Mike navigated the boat along the shoreline, allowing Pete, Leland and Carson to throw handfuls of rice into the lake off both sides of the boat. This process was repeated several times to spread the rice out as best as possible. After about an hour, all of the rice had been distributed and the group returned to the boat landing.

“Pickerel Lake is considered a high-priority lake, and the Pickerel Chain Lake Association has been very cooperative with the project and has offered its support,” Mike said.

Over the past two to three hundred years, Northern Wisconsin has gradually lost many of its ancient wild rice beds as a result human activity. Pickerel Lake has many of the same qualities that Rice Lake has, which is located just 10 minutes up the road in Mole Lake. Studies have revealed that Mole Lake rice has an ability to be regrown, but it has a better chance of survival in certain shallow areas, such as along Pickerel Lake’s shoreline.

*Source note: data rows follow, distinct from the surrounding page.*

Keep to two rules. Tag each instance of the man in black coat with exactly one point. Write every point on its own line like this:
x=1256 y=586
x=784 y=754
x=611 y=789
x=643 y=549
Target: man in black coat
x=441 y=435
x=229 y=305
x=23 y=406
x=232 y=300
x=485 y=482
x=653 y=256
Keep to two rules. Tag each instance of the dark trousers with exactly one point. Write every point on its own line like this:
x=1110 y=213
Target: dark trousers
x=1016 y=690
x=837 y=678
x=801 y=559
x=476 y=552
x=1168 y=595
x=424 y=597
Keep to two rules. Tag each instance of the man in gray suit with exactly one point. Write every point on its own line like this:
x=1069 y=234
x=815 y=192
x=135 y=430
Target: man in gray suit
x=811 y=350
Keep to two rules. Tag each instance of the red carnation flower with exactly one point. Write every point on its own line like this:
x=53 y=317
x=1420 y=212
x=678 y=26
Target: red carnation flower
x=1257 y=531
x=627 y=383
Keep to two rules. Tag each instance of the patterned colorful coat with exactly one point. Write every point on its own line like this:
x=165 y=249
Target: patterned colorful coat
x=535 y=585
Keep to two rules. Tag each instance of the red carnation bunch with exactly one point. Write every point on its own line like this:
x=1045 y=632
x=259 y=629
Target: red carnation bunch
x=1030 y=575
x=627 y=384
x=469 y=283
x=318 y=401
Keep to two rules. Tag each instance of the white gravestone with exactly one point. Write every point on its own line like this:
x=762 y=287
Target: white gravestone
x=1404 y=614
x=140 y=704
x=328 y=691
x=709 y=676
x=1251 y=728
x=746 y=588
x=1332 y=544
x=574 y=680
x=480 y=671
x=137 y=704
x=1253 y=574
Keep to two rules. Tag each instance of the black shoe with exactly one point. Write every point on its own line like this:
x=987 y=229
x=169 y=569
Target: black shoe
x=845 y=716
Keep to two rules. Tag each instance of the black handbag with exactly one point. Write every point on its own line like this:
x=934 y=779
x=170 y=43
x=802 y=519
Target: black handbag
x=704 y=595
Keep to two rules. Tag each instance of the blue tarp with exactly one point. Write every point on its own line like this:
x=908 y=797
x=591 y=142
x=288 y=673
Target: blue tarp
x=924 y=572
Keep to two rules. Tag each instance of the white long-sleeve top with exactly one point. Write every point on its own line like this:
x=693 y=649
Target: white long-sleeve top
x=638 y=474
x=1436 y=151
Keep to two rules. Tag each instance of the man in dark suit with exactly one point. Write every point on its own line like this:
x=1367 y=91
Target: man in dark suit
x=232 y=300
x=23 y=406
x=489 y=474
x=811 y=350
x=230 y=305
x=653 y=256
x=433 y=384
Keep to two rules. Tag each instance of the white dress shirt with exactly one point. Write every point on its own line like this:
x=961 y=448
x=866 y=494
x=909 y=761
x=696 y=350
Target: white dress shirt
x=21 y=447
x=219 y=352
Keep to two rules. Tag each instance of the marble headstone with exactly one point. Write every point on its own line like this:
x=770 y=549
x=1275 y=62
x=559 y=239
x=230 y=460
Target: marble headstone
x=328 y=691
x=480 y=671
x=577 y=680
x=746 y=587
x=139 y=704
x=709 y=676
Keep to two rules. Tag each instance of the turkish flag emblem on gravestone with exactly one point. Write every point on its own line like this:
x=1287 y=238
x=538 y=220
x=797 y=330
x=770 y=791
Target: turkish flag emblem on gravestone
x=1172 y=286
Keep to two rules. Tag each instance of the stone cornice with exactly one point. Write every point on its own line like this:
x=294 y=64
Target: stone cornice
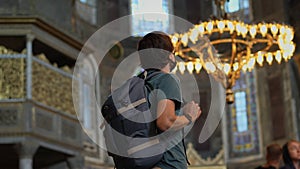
x=44 y=26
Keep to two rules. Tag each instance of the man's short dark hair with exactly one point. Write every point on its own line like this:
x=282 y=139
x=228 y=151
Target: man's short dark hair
x=274 y=152
x=149 y=55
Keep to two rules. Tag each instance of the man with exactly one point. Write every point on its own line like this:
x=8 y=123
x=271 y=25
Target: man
x=273 y=157
x=156 y=56
x=291 y=155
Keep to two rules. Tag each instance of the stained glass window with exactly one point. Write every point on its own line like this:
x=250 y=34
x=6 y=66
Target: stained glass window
x=243 y=130
x=143 y=23
x=87 y=10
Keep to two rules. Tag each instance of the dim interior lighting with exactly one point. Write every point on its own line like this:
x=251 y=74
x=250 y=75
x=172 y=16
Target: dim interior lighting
x=273 y=42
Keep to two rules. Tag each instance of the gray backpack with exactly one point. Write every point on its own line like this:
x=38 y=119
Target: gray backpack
x=130 y=127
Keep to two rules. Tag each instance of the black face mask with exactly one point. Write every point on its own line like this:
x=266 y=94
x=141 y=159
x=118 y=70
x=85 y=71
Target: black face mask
x=172 y=64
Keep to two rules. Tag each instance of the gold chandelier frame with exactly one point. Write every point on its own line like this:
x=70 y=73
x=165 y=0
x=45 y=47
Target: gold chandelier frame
x=233 y=46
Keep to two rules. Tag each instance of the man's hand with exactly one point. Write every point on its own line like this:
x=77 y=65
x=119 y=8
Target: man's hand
x=193 y=110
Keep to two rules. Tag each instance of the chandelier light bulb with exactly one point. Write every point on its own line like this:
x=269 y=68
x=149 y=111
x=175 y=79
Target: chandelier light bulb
x=221 y=26
x=252 y=31
x=244 y=68
x=263 y=30
x=289 y=35
x=198 y=66
x=260 y=58
x=285 y=55
x=235 y=66
x=230 y=26
x=251 y=63
x=174 y=39
x=226 y=68
x=184 y=39
x=209 y=27
x=269 y=58
x=238 y=28
x=190 y=67
x=181 y=67
x=274 y=30
x=282 y=30
x=210 y=67
x=194 y=35
x=201 y=29
x=244 y=31
x=278 y=56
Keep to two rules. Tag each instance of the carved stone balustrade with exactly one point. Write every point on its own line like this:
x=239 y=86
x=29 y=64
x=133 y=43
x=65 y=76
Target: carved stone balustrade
x=48 y=115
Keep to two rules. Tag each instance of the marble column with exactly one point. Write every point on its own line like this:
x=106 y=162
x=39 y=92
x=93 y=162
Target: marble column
x=29 y=39
x=26 y=153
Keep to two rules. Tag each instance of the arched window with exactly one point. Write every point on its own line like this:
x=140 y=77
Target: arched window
x=87 y=10
x=142 y=24
x=87 y=103
x=243 y=127
x=240 y=8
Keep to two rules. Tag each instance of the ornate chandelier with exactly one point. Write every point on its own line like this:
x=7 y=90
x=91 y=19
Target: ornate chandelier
x=234 y=46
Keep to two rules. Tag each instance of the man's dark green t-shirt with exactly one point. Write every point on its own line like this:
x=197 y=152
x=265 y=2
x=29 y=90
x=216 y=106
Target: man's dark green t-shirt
x=167 y=86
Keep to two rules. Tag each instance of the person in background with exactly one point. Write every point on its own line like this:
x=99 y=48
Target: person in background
x=291 y=155
x=273 y=157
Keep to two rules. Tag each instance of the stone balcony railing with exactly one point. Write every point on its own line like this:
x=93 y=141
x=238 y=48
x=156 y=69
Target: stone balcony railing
x=37 y=102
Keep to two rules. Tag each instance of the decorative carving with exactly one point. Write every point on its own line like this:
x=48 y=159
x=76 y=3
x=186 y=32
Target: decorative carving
x=69 y=130
x=12 y=75
x=52 y=87
x=8 y=117
x=44 y=121
x=196 y=159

Wild rice is a sensitive plant and its growth cycle can be greatly hampered by drastic changes in water temperatures and lake levels. This year’s abundance of rain may have had negative impacts on some of the area’s rice growth.

“Right now, Pickerel Lake is about nine inches above normal,” said Mike. This re-seeding project has taken place in an area of the lake which has limited or lower underlining natural water current activity and an average depth of approximately three feet.

The Mole Lake community is passionate about this humble and unassuming plant because, following the Indian Re-organization Act of 1934, Willard L. Ackley, the last federally recognized Chief of the Sokaogon, chose this 1,700 acre parcel of land along Hwy 55 as our permanent home. This became the Mole Lake Tribe’s official land base, making ownership important to meeting “federal land-into-trust” status.

                                                                                                             Photo taken July 25th
Our parcel of land surrounds Rice Lake, and remains a sacred place, a gift from the Creator, central to the entire culture of our people, and has always been an outstanding source of food long before recorded history.

Mike maintains that the reseeding of the lake will likely result in success within the next three years, if it withstands the tests of nature. If it survives, the plant is anticipated to become well established. Regrowth in the future will ensure its ability to return and survive, as it has done for eons. The future of our culture just might be achieved, simply through the promulgation of this species of plant life.